1. Split dating_df into training and test sets
2. Check for assumptions for logit on the training set.
3. Fit a logistic regression for dating_df using statsmodel (with 1/num_dates as weights!!!).
4. Interpret coefficients & discuss statistical significance. Comment on gender difference
5. Perform model selection: pick M0, …, Mp based on training error rate
6. Then do cross-validation (because maybe it performs well on the training set but not the test set)


### 1. Create interaction terms

In [578]:
# gender_cd 1 = Male; 0 = Female
main_df['gender_p_attr'] = main_df["gender_cd"] * main_df["rate_p_attr"] # gender_cd*rate_p_attr
main_df['gender_p_sinc'] = main_df["gender_cd"] * main_df["rate_p_sinc"] # gender_cd*rate_p_sinc
main_df['gender_p_intel'] = main_df["gender_cd"] * main_df["rate_p_intel"] # gender_cd*rate_p_intel
main_df['gender_p_fun'] = main_df["gender_cd"] * main_df["rate_p_fun"] # gender_cd*rate_p_fun
main_df['gender_p_amb'] = main_df["gender_cd"] * main_df["rate_p_amb"] # gender_cd*rate_p_amb

main_X_vars = ['rate_p_attr', 'rate_p_intel', 'rate_p_fun', 'rate_p_amb', 'rate_p_sinc', 
              'gender_p_attr', 'gender_p_intel', 'gender_p_fun', 'gender_p_amb', 'gender_p_sinc']

### 2. Split main_df into training/validation/test sets

In [579]:
# 70% to training set; 15% to validation; 15% to test
SEED = 7777
main_train, main_val_and_test = train_test_split(main_df, test_size=.3, random_state = SEED)
main_val, main_test = train_test_split(main_val_and_test, test_size=.5, random_state = SEED)
# main_test = main_test.drop_duplicates(subset=['id'])
# main_val = main_val.drop_duplicates(subset=['id'])

# train: recalculate weight
# test & val: drop duplicates

# Reference: see source 1 in References

In [580]:
print(main_train.shape)
print(main_val.shape)
print(main_test.shape)

(3909, 30)
(838, 30)
(838, 30)


From now on, focus on the training set.

### 3. Check assumptions for multivariate logistic regression on the training set

Reference: see source 2 in References

#### (a) Independent observations

"Logistic regression assumes that the observations in the dataset are independent of each other.

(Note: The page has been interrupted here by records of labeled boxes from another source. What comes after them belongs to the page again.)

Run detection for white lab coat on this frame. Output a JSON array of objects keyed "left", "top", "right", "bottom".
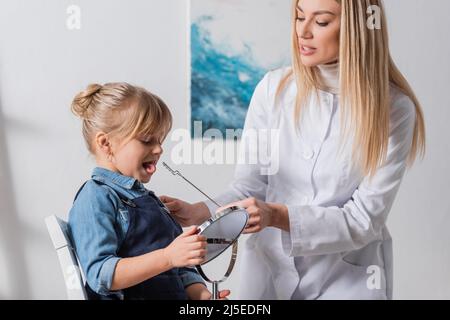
[{"left": 205, "top": 69, "right": 416, "bottom": 299}]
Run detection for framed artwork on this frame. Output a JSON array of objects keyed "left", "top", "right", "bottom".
[{"left": 189, "top": 0, "right": 292, "bottom": 138}]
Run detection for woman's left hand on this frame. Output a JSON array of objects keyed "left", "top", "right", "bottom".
[{"left": 219, "top": 198, "right": 289, "bottom": 233}]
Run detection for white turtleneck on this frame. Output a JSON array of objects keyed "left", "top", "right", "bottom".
[{"left": 317, "top": 62, "right": 339, "bottom": 94}]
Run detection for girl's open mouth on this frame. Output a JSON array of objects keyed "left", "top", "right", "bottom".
[{"left": 142, "top": 161, "right": 156, "bottom": 174}]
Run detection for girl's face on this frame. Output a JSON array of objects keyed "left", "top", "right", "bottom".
[
  {"left": 110, "top": 137, "right": 163, "bottom": 183},
  {"left": 296, "top": 0, "right": 341, "bottom": 67}
]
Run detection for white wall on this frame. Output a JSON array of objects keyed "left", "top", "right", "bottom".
[{"left": 0, "top": 0, "right": 450, "bottom": 299}]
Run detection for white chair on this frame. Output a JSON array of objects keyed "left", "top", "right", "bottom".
[{"left": 45, "top": 215, "right": 87, "bottom": 300}]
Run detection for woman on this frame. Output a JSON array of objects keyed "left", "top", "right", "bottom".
[{"left": 162, "top": 0, "right": 425, "bottom": 299}]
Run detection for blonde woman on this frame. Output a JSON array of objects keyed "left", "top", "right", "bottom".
[{"left": 163, "top": 0, "right": 425, "bottom": 299}]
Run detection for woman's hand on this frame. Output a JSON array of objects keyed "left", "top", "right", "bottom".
[
  {"left": 159, "top": 196, "right": 211, "bottom": 227},
  {"left": 218, "top": 198, "right": 289, "bottom": 233}
]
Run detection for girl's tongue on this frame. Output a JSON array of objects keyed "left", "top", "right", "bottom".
[{"left": 142, "top": 162, "right": 156, "bottom": 174}]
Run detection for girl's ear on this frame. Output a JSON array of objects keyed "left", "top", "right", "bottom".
[{"left": 95, "top": 132, "right": 112, "bottom": 156}]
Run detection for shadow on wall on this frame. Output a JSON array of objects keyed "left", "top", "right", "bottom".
[{"left": 0, "top": 100, "right": 30, "bottom": 299}]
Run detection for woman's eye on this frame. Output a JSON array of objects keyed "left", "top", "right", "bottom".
[{"left": 316, "top": 21, "right": 329, "bottom": 27}]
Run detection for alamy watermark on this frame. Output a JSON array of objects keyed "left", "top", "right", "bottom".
[{"left": 170, "top": 121, "right": 280, "bottom": 175}]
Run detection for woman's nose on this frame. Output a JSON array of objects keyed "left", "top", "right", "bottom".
[{"left": 297, "top": 21, "right": 313, "bottom": 39}]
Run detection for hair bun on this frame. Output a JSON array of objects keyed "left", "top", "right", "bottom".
[{"left": 72, "top": 83, "right": 103, "bottom": 119}]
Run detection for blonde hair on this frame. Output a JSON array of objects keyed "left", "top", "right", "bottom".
[
  {"left": 71, "top": 82, "right": 172, "bottom": 153},
  {"left": 277, "top": 0, "right": 425, "bottom": 176}
]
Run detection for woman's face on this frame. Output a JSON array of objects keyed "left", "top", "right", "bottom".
[{"left": 296, "top": 0, "right": 341, "bottom": 67}]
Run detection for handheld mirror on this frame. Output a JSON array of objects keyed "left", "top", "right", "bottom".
[{"left": 163, "top": 162, "right": 248, "bottom": 300}]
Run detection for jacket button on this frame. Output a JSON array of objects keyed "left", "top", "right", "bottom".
[{"left": 302, "top": 196, "right": 309, "bottom": 205}]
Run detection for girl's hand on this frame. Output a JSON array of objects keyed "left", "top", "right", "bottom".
[
  {"left": 200, "top": 289, "right": 231, "bottom": 300},
  {"left": 163, "top": 227, "right": 206, "bottom": 269},
  {"left": 218, "top": 198, "right": 289, "bottom": 233},
  {"left": 160, "top": 196, "right": 211, "bottom": 227}
]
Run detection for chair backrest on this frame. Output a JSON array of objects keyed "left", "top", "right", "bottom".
[{"left": 45, "top": 215, "right": 87, "bottom": 300}]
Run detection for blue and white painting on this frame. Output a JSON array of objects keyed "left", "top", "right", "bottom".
[{"left": 190, "top": 0, "right": 292, "bottom": 137}]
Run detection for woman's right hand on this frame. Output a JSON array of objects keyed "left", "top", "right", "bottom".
[
  {"left": 163, "top": 226, "right": 206, "bottom": 269},
  {"left": 160, "top": 196, "right": 211, "bottom": 227}
]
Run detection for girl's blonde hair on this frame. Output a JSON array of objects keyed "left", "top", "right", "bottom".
[
  {"left": 277, "top": 0, "right": 425, "bottom": 176},
  {"left": 71, "top": 82, "right": 172, "bottom": 153}
]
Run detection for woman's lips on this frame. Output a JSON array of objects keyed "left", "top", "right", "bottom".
[{"left": 300, "top": 45, "right": 317, "bottom": 56}]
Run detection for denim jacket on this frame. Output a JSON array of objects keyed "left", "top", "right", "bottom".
[{"left": 69, "top": 168, "right": 204, "bottom": 296}]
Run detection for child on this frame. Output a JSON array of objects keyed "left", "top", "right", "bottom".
[{"left": 69, "top": 83, "right": 229, "bottom": 299}]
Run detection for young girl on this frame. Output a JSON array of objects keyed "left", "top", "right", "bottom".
[{"left": 69, "top": 83, "right": 229, "bottom": 299}]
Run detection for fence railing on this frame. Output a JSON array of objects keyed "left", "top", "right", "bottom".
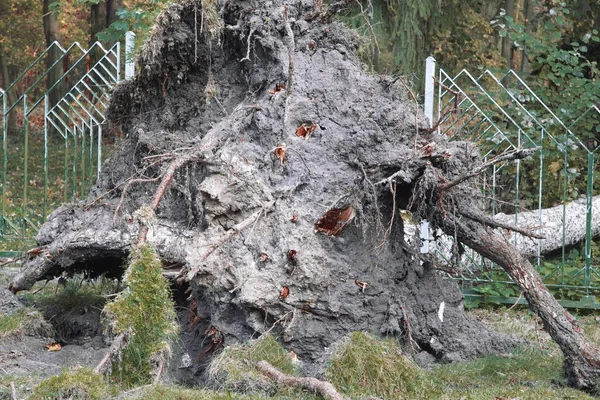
[
  {"left": 425, "top": 58, "right": 600, "bottom": 307},
  {"left": 0, "top": 42, "right": 121, "bottom": 250}
]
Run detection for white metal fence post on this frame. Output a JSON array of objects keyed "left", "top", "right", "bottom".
[
  {"left": 424, "top": 56, "right": 435, "bottom": 128},
  {"left": 419, "top": 56, "right": 435, "bottom": 253},
  {"left": 125, "top": 31, "right": 135, "bottom": 79}
]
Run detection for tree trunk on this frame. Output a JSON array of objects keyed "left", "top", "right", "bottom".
[
  {"left": 0, "top": 43, "right": 17, "bottom": 133},
  {"left": 43, "top": 0, "right": 66, "bottom": 108},
  {"left": 441, "top": 215, "right": 600, "bottom": 389},
  {"left": 11, "top": 0, "right": 514, "bottom": 386},
  {"left": 494, "top": 196, "right": 600, "bottom": 257}
]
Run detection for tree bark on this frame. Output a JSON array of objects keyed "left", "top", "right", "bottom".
[
  {"left": 494, "top": 196, "right": 600, "bottom": 257},
  {"left": 43, "top": 0, "right": 65, "bottom": 108},
  {"left": 440, "top": 215, "right": 600, "bottom": 389}
]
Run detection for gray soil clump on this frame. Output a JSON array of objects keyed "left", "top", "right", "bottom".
[{"left": 11, "top": 1, "right": 515, "bottom": 382}]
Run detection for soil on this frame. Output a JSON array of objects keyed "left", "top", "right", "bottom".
[
  {"left": 10, "top": 0, "right": 515, "bottom": 390},
  {"left": 0, "top": 267, "right": 110, "bottom": 398}
]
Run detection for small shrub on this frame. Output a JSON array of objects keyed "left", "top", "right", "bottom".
[
  {"left": 31, "top": 368, "right": 116, "bottom": 400},
  {"left": 326, "top": 332, "right": 441, "bottom": 399},
  {"left": 104, "top": 245, "right": 178, "bottom": 386},
  {"left": 209, "top": 335, "right": 296, "bottom": 393}
]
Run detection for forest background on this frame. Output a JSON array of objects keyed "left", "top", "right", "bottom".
[
  {"left": 0, "top": 0, "right": 600, "bottom": 294},
  {"left": 0, "top": 0, "right": 600, "bottom": 134}
]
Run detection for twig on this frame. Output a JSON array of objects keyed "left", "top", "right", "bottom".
[
  {"left": 287, "top": 147, "right": 311, "bottom": 175},
  {"left": 283, "top": 6, "right": 296, "bottom": 98},
  {"left": 356, "top": 0, "right": 381, "bottom": 57},
  {"left": 113, "top": 176, "right": 161, "bottom": 224},
  {"left": 533, "top": 314, "right": 544, "bottom": 354},
  {"left": 240, "top": 27, "right": 256, "bottom": 62},
  {"left": 376, "top": 182, "right": 396, "bottom": 249},
  {"left": 459, "top": 208, "right": 546, "bottom": 239},
  {"left": 96, "top": 332, "right": 129, "bottom": 373},
  {"left": 399, "top": 304, "right": 421, "bottom": 353},
  {"left": 0, "top": 253, "right": 27, "bottom": 267},
  {"left": 256, "top": 361, "right": 346, "bottom": 400},
  {"left": 358, "top": 163, "right": 383, "bottom": 233},
  {"left": 137, "top": 152, "right": 198, "bottom": 246},
  {"left": 506, "top": 292, "right": 523, "bottom": 311},
  {"left": 438, "top": 146, "right": 541, "bottom": 192},
  {"left": 258, "top": 310, "right": 294, "bottom": 339}
]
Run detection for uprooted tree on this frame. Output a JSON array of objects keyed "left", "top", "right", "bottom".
[{"left": 11, "top": 0, "right": 600, "bottom": 388}]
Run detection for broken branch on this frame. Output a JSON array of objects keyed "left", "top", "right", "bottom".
[
  {"left": 438, "top": 146, "right": 541, "bottom": 192},
  {"left": 458, "top": 207, "right": 546, "bottom": 239},
  {"left": 188, "top": 201, "right": 275, "bottom": 280},
  {"left": 283, "top": 6, "right": 296, "bottom": 97},
  {"left": 256, "top": 361, "right": 346, "bottom": 400},
  {"left": 137, "top": 152, "right": 197, "bottom": 246}
]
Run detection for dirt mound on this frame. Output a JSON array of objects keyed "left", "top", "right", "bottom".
[{"left": 12, "top": 1, "right": 513, "bottom": 379}]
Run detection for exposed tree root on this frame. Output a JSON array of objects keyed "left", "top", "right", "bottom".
[
  {"left": 441, "top": 217, "right": 600, "bottom": 389},
  {"left": 256, "top": 361, "right": 346, "bottom": 400}
]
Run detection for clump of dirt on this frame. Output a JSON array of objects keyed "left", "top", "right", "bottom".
[
  {"left": 0, "top": 271, "right": 108, "bottom": 384},
  {"left": 11, "top": 0, "right": 514, "bottom": 381}
]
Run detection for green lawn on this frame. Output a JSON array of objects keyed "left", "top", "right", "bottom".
[{"left": 0, "top": 130, "right": 111, "bottom": 251}]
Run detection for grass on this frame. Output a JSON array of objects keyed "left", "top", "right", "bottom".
[
  {"left": 0, "top": 307, "right": 53, "bottom": 339},
  {"left": 30, "top": 368, "right": 118, "bottom": 400},
  {"left": 10, "top": 309, "right": 600, "bottom": 400},
  {"left": 104, "top": 244, "right": 179, "bottom": 387},
  {"left": 22, "top": 275, "right": 119, "bottom": 314},
  {"left": 0, "top": 127, "right": 112, "bottom": 251},
  {"left": 326, "top": 332, "right": 441, "bottom": 399},
  {"left": 208, "top": 335, "right": 313, "bottom": 399}
]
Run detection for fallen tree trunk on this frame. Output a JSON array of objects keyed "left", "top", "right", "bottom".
[
  {"left": 406, "top": 152, "right": 600, "bottom": 390},
  {"left": 11, "top": 0, "right": 515, "bottom": 382},
  {"left": 494, "top": 196, "right": 600, "bottom": 257},
  {"left": 441, "top": 217, "right": 600, "bottom": 389},
  {"left": 256, "top": 361, "right": 347, "bottom": 400}
]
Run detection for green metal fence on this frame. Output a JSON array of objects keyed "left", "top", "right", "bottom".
[
  {"left": 0, "top": 42, "right": 121, "bottom": 251},
  {"left": 425, "top": 55, "right": 600, "bottom": 308}
]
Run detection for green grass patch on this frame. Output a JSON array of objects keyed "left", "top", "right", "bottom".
[
  {"left": 208, "top": 335, "right": 313, "bottom": 399},
  {"left": 119, "top": 385, "right": 322, "bottom": 400},
  {"left": 433, "top": 348, "right": 593, "bottom": 400},
  {"left": 31, "top": 368, "right": 117, "bottom": 400},
  {"left": 0, "top": 128, "right": 114, "bottom": 251},
  {"left": 325, "top": 332, "right": 442, "bottom": 399},
  {"left": 104, "top": 245, "right": 179, "bottom": 386},
  {"left": 209, "top": 335, "right": 297, "bottom": 381},
  {"left": 0, "top": 307, "right": 54, "bottom": 339}
]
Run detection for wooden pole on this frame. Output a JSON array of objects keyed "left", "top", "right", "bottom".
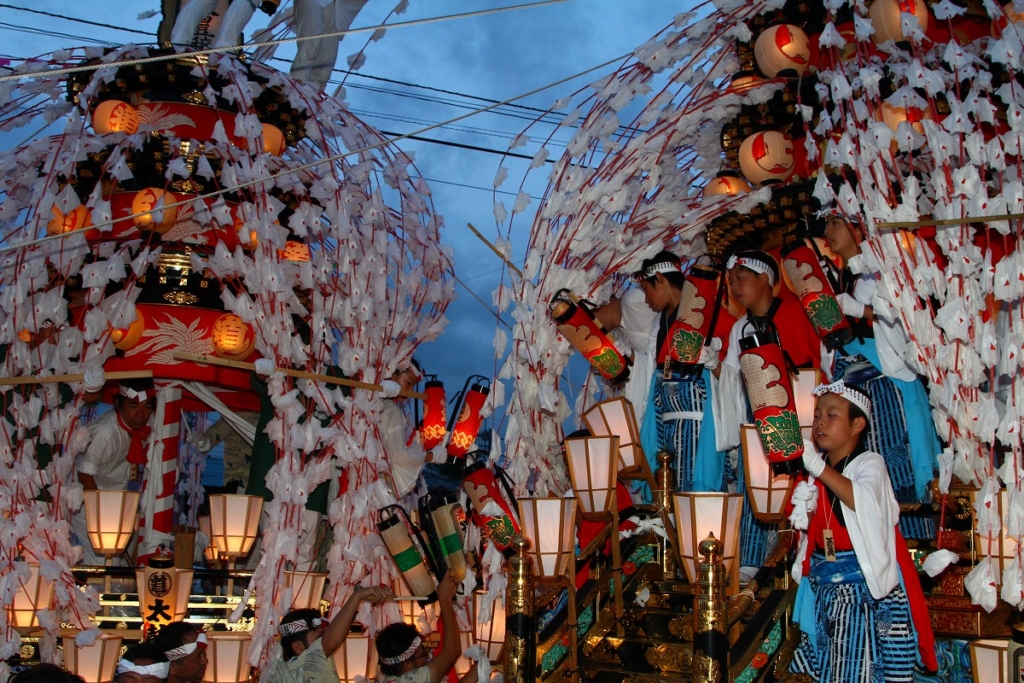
[
  {"left": 174, "top": 351, "right": 427, "bottom": 400},
  {"left": 0, "top": 370, "right": 153, "bottom": 386}
]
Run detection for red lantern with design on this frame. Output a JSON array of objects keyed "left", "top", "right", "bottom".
[
  {"left": 739, "top": 331, "right": 804, "bottom": 474},
  {"left": 782, "top": 242, "right": 853, "bottom": 350},
  {"left": 462, "top": 461, "right": 521, "bottom": 555},
  {"left": 669, "top": 265, "right": 718, "bottom": 364},
  {"left": 549, "top": 290, "right": 630, "bottom": 384},
  {"left": 420, "top": 378, "right": 447, "bottom": 451},
  {"left": 447, "top": 377, "right": 490, "bottom": 458}
]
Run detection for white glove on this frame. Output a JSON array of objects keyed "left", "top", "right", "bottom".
[
  {"left": 836, "top": 292, "right": 864, "bottom": 317},
  {"left": 803, "top": 438, "right": 825, "bottom": 477},
  {"left": 185, "top": 432, "right": 213, "bottom": 453},
  {"left": 84, "top": 366, "right": 106, "bottom": 393},
  {"left": 697, "top": 337, "right": 722, "bottom": 370},
  {"left": 253, "top": 358, "right": 274, "bottom": 375}
]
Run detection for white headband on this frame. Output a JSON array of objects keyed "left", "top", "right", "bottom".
[
  {"left": 640, "top": 261, "right": 680, "bottom": 280},
  {"left": 725, "top": 254, "right": 775, "bottom": 285},
  {"left": 811, "top": 380, "right": 871, "bottom": 419},
  {"left": 118, "top": 384, "right": 156, "bottom": 402},
  {"left": 381, "top": 636, "right": 423, "bottom": 667},
  {"left": 115, "top": 657, "right": 171, "bottom": 678},
  {"left": 164, "top": 633, "right": 206, "bottom": 661},
  {"left": 278, "top": 616, "right": 324, "bottom": 638}
]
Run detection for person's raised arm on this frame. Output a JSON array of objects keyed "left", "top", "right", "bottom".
[
  {"left": 427, "top": 571, "right": 462, "bottom": 683},
  {"left": 321, "top": 587, "right": 394, "bottom": 656}
]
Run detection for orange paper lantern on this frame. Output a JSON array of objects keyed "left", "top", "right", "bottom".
[
  {"left": 210, "top": 313, "right": 256, "bottom": 360},
  {"left": 46, "top": 204, "right": 92, "bottom": 234},
  {"left": 131, "top": 187, "right": 178, "bottom": 233},
  {"left": 92, "top": 99, "right": 138, "bottom": 135},
  {"left": 739, "top": 130, "right": 797, "bottom": 185},
  {"left": 754, "top": 24, "right": 811, "bottom": 78}
]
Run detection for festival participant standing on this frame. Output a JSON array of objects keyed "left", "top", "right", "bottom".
[
  {"left": 263, "top": 587, "right": 391, "bottom": 683},
  {"left": 716, "top": 251, "right": 830, "bottom": 567},
  {"left": 72, "top": 379, "right": 157, "bottom": 564},
  {"left": 791, "top": 380, "right": 937, "bottom": 683},
  {"left": 824, "top": 213, "right": 942, "bottom": 538}
]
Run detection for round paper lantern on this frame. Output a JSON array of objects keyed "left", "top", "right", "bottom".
[
  {"left": 739, "top": 130, "right": 796, "bottom": 185},
  {"left": 92, "top": 99, "right": 138, "bottom": 135},
  {"left": 703, "top": 171, "right": 751, "bottom": 197},
  {"left": 111, "top": 308, "right": 145, "bottom": 351},
  {"left": 867, "top": 0, "right": 928, "bottom": 45},
  {"left": 281, "top": 240, "right": 312, "bottom": 261},
  {"left": 754, "top": 24, "right": 811, "bottom": 78},
  {"left": 263, "top": 123, "right": 286, "bottom": 157},
  {"left": 131, "top": 187, "right": 178, "bottom": 233},
  {"left": 210, "top": 313, "right": 256, "bottom": 360},
  {"left": 46, "top": 205, "right": 92, "bottom": 234}
]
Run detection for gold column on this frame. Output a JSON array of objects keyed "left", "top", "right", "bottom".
[
  {"left": 693, "top": 533, "right": 729, "bottom": 683},
  {"left": 505, "top": 536, "right": 537, "bottom": 683}
]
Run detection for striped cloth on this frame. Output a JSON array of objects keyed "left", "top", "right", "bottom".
[{"left": 790, "top": 551, "right": 918, "bottom": 683}]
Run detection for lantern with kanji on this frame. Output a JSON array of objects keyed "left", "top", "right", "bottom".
[
  {"left": 377, "top": 505, "right": 437, "bottom": 604},
  {"left": 92, "top": 99, "right": 139, "bottom": 135},
  {"left": 739, "top": 331, "right": 804, "bottom": 474},
  {"left": 210, "top": 313, "right": 256, "bottom": 360},
  {"left": 420, "top": 376, "right": 447, "bottom": 451},
  {"left": 782, "top": 242, "right": 853, "bottom": 350},
  {"left": 549, "top": 290, "right": 630, "bottom": 384},
  {"left": 447, "top": 375, "right": 490, "bottom": 458},
  {"left": 462, "top": 461, "right": 520, "bottom": 553},
  {"left": 669, "top": 265, "right": 718, "bottom": 364},
  {"left": 739, "top": 130, "right": 797, "bottom": 185},
  {"left": 754, "top": 24, "right": 811, "bottom": 78}
]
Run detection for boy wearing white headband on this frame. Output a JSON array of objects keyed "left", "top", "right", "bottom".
[
  {"left": 262, "top": 587, "right": 394, "bottom": 683},
  {"left": 791, "top": 380, "right": 937, "bottom": 683},
  {"left": 114, "top": 642, "right": 170, "bottom": 683},
  {"left": 155, "top": 622, "right": 207, "bottom": 683}
]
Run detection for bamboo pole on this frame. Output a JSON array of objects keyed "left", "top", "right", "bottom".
[
  {"left": 0, "top": 370, "right": 153, "bottom": 386},
  {"left": 174, "top": 351, "right": 427, "bottom": 400}
]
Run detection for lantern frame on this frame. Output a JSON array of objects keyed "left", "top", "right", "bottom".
[
  {"left": 203, "top": 631, "right": 252, "bottom": 683},
  {"left": 564, "top": 436, "right": 618, "bottom": 519},
  {"left": 7, "top": 560, "right": 53, "bottom": 631},
  {"left": 210, "top": 494, "right": 263, "bottom": 559},
  {"left": 82, "top": 488, "right": 139, "bottom": 564},
  {"left": 63, "top": 631, "right": 122, "bottom": 683},
  {"left": 745, "top": 425, "right": 811, "bottom": 524},
  {"left": 518, "top": 498, "right": 579, "bottom": 579},
  {"left": 672, "top": 492, "right": 743, "bottom": 584}
]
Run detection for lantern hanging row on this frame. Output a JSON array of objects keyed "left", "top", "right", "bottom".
[{"left": 548, "top": 290, "right": 632, "bottom": 384}]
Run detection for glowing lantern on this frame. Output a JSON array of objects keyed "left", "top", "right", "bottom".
[
  {"left": 669, "top": 265, "right": 718, "bottom": 364},
  {"left": 278, "top": 240, "right": 312, "bottom": 261},
  {"left": 46, "top": 204, "right": 92, "bottom": 234},
  {"left": 462, "top": 462, "right": 521, "bottom": 553},
  {"left": 377, "top": 505, "right": 437, "bottom": 603},
  {"left": 210, "top": 313, "right": 256, "bottom": 360},
  {"left": 7, "top": 561, "right": 53, "bottom": 629},
  {"left": 420, "top": 378, "right": 447, "bottom": 451},
  {"left": 111, "top": 308, "right": 145, "bottom": 351},
  {"left": 131, "top": 187, "right": 178, "bottom": 234},
  {"left": 549, "top": 290, "right": 630, "bottom": 384},
  {"left": 782, "top": 242, "right": 853, "bottom": 350},
  {"left": 703, "top": 171, "right": 751, "bottom": 197},
  {"left": 754, "top": 24, "right": 811, "bottom": 78},
  {"left": 92, "top": 99, "right": 138, "bottom": 135},
  {"left": 262, "top": 123, "right": 286, "bottom": 157},
  {"left": 867, "top": 0, "right": 928, "bottom": 45},
  {"left": 739, "top": 130, "right": 797, "bottom": 185},
  {"left": 739, "top": 332, "right": 804, "bottom": 474},
  {"left": 447, "top": 378, "right": 490, "bottom": 458}
]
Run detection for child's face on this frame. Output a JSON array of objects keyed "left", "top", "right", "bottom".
[{"left": 813, "top": 393, "right": 866, "bottom": 454}]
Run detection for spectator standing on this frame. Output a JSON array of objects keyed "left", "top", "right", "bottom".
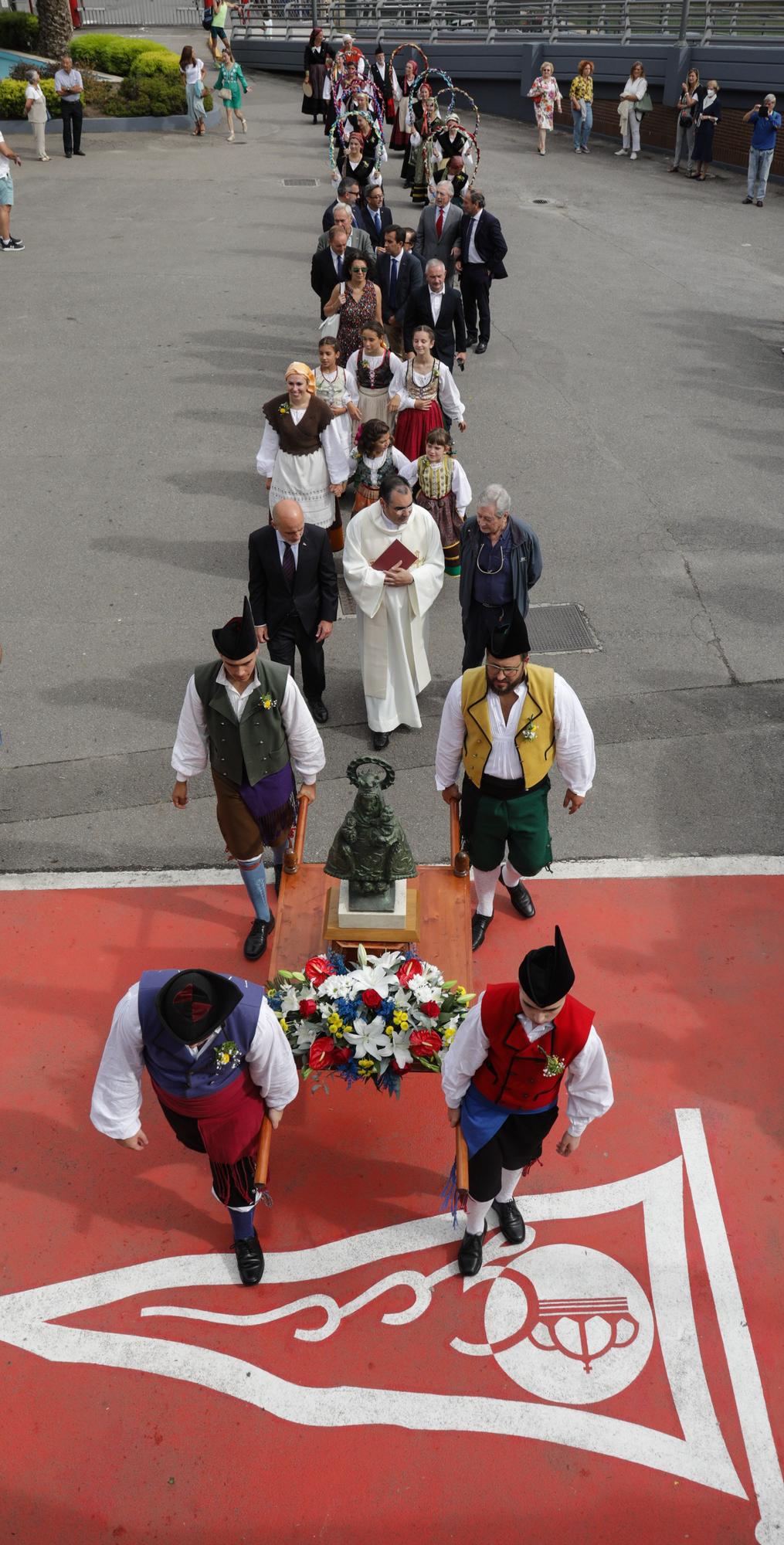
[
  {"left": 616, "top": 59, "right": 648, "bottom": 161},
  {"left": 54, "top": 54, "right": 85, "bottom": 161},
  {"left": 528, "top": 59, "right": 563, "bottom": 156},
  {"left": 179, "top": 43, "right": 207, "bottom": 139},
  {"left": 691, "top": 80, "right": 721, "bottom": 182},
  {"left": 0, "top": 133, "right": 25, "bottom": 252},
  {"left": 569, "top": 59, "right": 594, "bottom": 156},
  {"left": 670, "top": 70, "right": 701, "bottom": 175},
  {"left": 744, "top": 91, "right": 781, "bottom": 209},
  {"left": 25, "top": 70, "right": 49, "bottom": 161}
]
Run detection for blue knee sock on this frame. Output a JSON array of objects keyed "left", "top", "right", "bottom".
[
  {"left": 239, "top": 857, "right": 270, "bottom": 922},
  {"left": 229, "top": 1207, "right": 253, "bottom": 1239}
]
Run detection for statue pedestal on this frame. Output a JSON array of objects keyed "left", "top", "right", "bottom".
[{"left": 338, "top": 879, "right": 406, "bottom": 936}]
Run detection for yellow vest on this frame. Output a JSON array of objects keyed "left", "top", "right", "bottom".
[{"left": 460, "top": 664, "right": 555, "bottom": 788}]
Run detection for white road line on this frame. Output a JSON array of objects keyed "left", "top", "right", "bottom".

That is, the observations should not come from repeated measurements of the same individual or be related to each other in any way."

One common way to check this assumption is to make a plot of residual vs the order of observations and investigate any non-random patterns. At this step we have not fitted the model, so we cannot make the plot yet.

However, we know for sure the observations are NOT independent because of how the data was created. For example, say the first row represents the date between participant 1 and participant 2 and the second row represents the date between participant 1 and participant 3. Then the first two observations are dependent because the ratings, which are our explanatory variables, and the decision (our response variable) are given by the same person. They can take different values, but it is quite intuitive the same participant's ratings and decision towards different dates are dependent because of their unique rating/decision system and other personal bias.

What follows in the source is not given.